The Pd-In₂O₃ and Cu-In₂O₃ sensors showed the most selective H₂S detection at 371 °C. As the sensor temperature is increased to 440 °C, discrimination between H₂S and NH₃ becomes difficult. In the literature, the conversion of p-type CuO into metallic CuS by interaction with H₂S is regarded as a key reason for the selective H₂S detection of CuO-loaded SnO₂ gas sensors [36–38]. The relatively high H₂S sensitivity of Cu-In₂O₃ can be understood from this viewpoint. Pd is a representative noble metal catalyst which is used to enhance the gas sensing characteristics of oxide semiconductors. To date, Pd has been added to SnO₂, ZnO, In₂O₃ and TiO₂ sensors to improve the sensing characteristics for C₂H₅OH [39], NH₃ [40], LPG [41], CO [42], and H₂S [43]. The diverse roles of Pd additives in the gas sensing reaction seem to relate to the physico-chemical state, loading concentration, size, and distribution of the Pd catalyst. Zhang et al. [43] reported that the loading of Pd nanoparticles on the surface of ZnO nanowires by a self-assembly reaction significantly enhanced both the gas response and selectivity to H₂S. This is consistent with the present result.

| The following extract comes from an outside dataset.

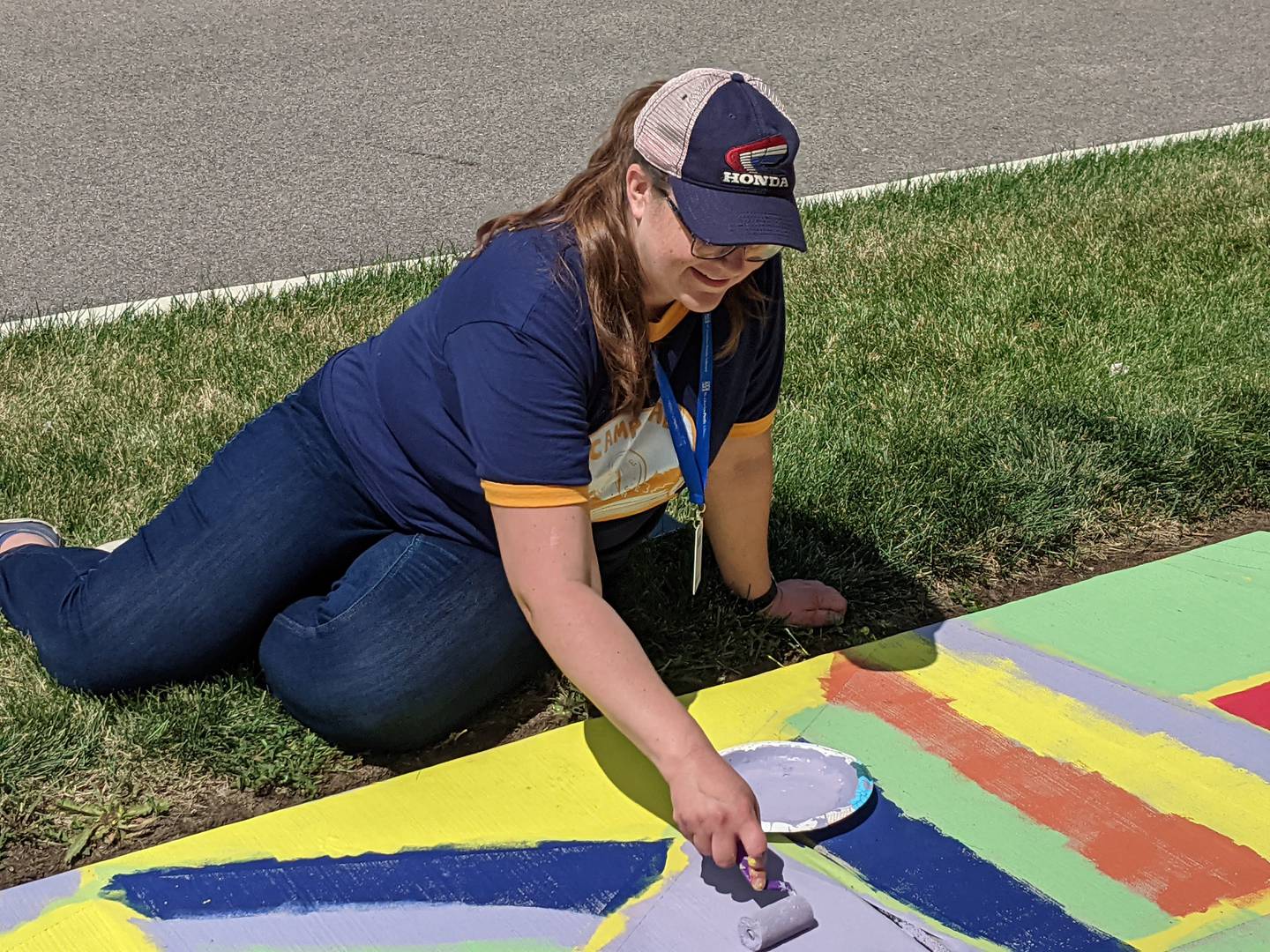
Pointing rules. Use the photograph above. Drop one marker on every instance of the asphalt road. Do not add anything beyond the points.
(150, 149)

Selective detections of CO and NH₃ were achieved when the Ni-In₂O₃ sensor was operated at 371 °C or 440 °C, respectively (Figures 5 and 6). The effects of NiO loading on the gas sensing characteristics of SnO₂ are not always consistent in the literature. Both enhancements [44,45] and deteriorations [46,47] of gas responses have been reported. Considering that NiO is a p-type oxide semiconductor, the positive and negative roles of NiO in the gas sensing reaction can be explained by the extension of the electron depletion layer due to the formation of a p-n junction and by the counteraction of resistance variation upon exposure to reducing gases. In the present study, the enhancement of specific gas responses to CO and NH₃ should be understood in the framework of catalytic promotion of the sensing reaction and/or acid/base interaction between additives and analyte gas.

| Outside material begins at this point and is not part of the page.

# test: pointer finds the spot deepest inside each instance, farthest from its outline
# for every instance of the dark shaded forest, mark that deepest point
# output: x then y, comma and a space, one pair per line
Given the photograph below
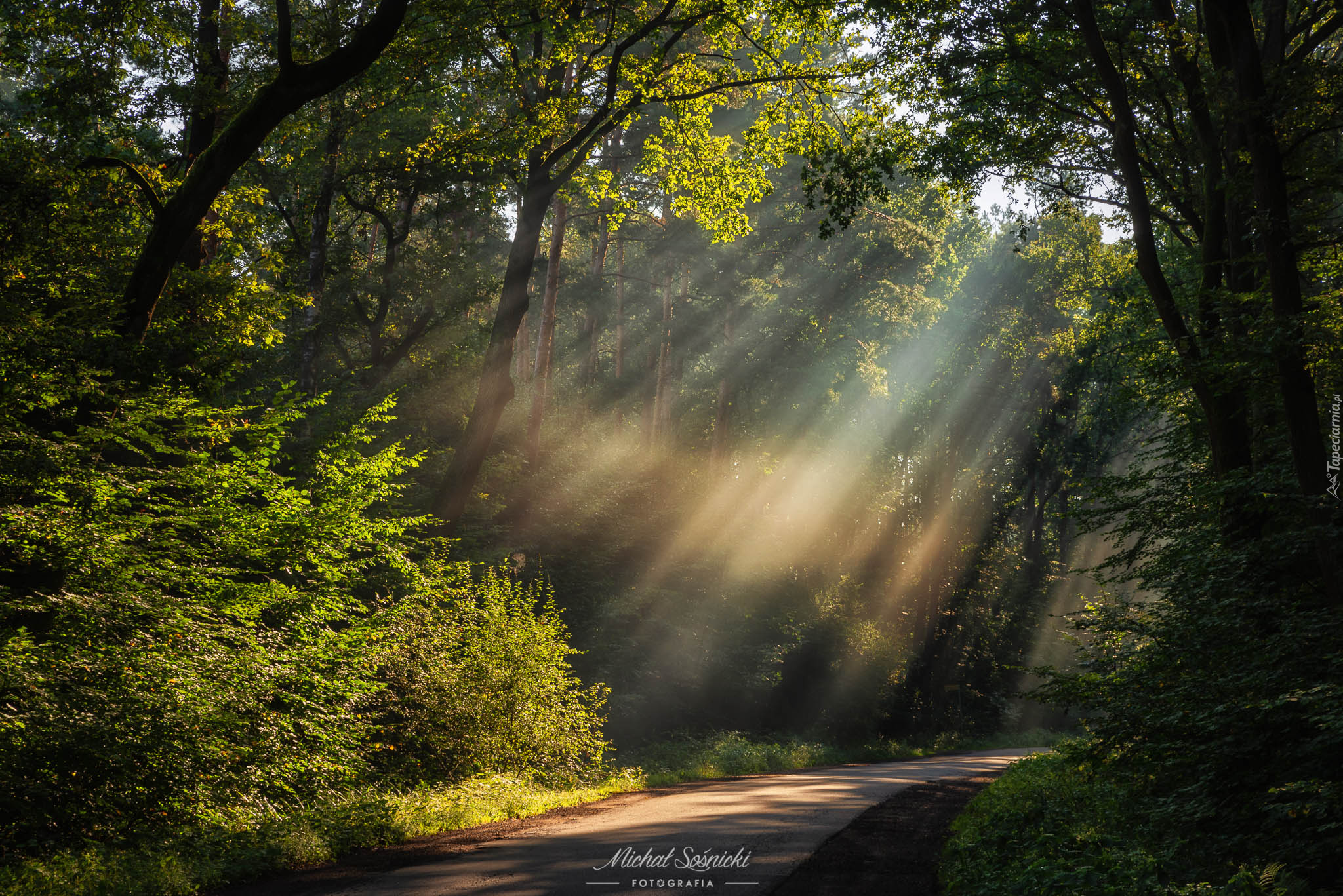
407, 394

High gas response to a specific gas with a negligible cross-response is desirable for selective and quantitative gas detection. The present results do not show perfect selectivity. However, the change in the gas sensing pattern by loading of different additives and by controlling sensor temperature can be used to discriminate between the gases by using a pattern recognition algorithm. To date, several combinatorial approaches have been suggested to get different gas sensing patterns [48–52]. Aronova et al. [51] reported gas sensing patterns for chloroform, formaldehyde, and benzene using SnO₂ sensors loaded with various additives such as ZnO, WO₃, In₂O₃, Pt and Pd. Siemons et al. [52] achieved the selective detection of CO and NO₂ by combinatorial loading of 7 different noble metals to La-CoTiO₃ sensors.

The gas sensing patterns using six different sensors were plotted in Figure 7. The relative gas responses in the polar plots showed the unique sensing patterns for each analyte gas. The operation of 6 different sensors at 371 °C can distinguish between CO and H₂S. Characteristic sensing patterns of NH₃, H₂S, and CH₄ at 440 °C facilitate gas discrimination via a pattern recognition algorithm. When this sensor array is used to detect a specific gas in real applications, the interferences from the cross-responses to other gases should be minimized by optimizing the pattern recognition algorithm considering the operation environment. The loading of various metal and metal oxide additives to In₂O₃ hollow spheres via the combinatorial hydrothermal route is a high-throughput approach to screening the highly selective gas sensors and to distinguishing a gas by using a pattern recognition algorithm.

Hollow spheres of pure In₂O₃ and Sb-, Cu-, Nb-, Pd-, and Ni-loaded In₂O₃ were prepared by combinatorial hydrothermal reaction of a solution containing glucose, In-precursor and additive-precursor with subsequent heat treatment. The selective detections of H₂S, CO, and NH₃ were achieved by the control of additives and sensing temperatures. The sensing patterns at 371 and 440 °C using six different sensors provided the characteristic signal patterns that were sufficient to discriminate between CO, H₂S, NH₃, H₂S, and CH₄. Combinatorial design of additive-loaded In₂O₃ hollow spheres facilitates high-throughput screening of selective gas sensors as well as the discrimination of gases via pattern recognition.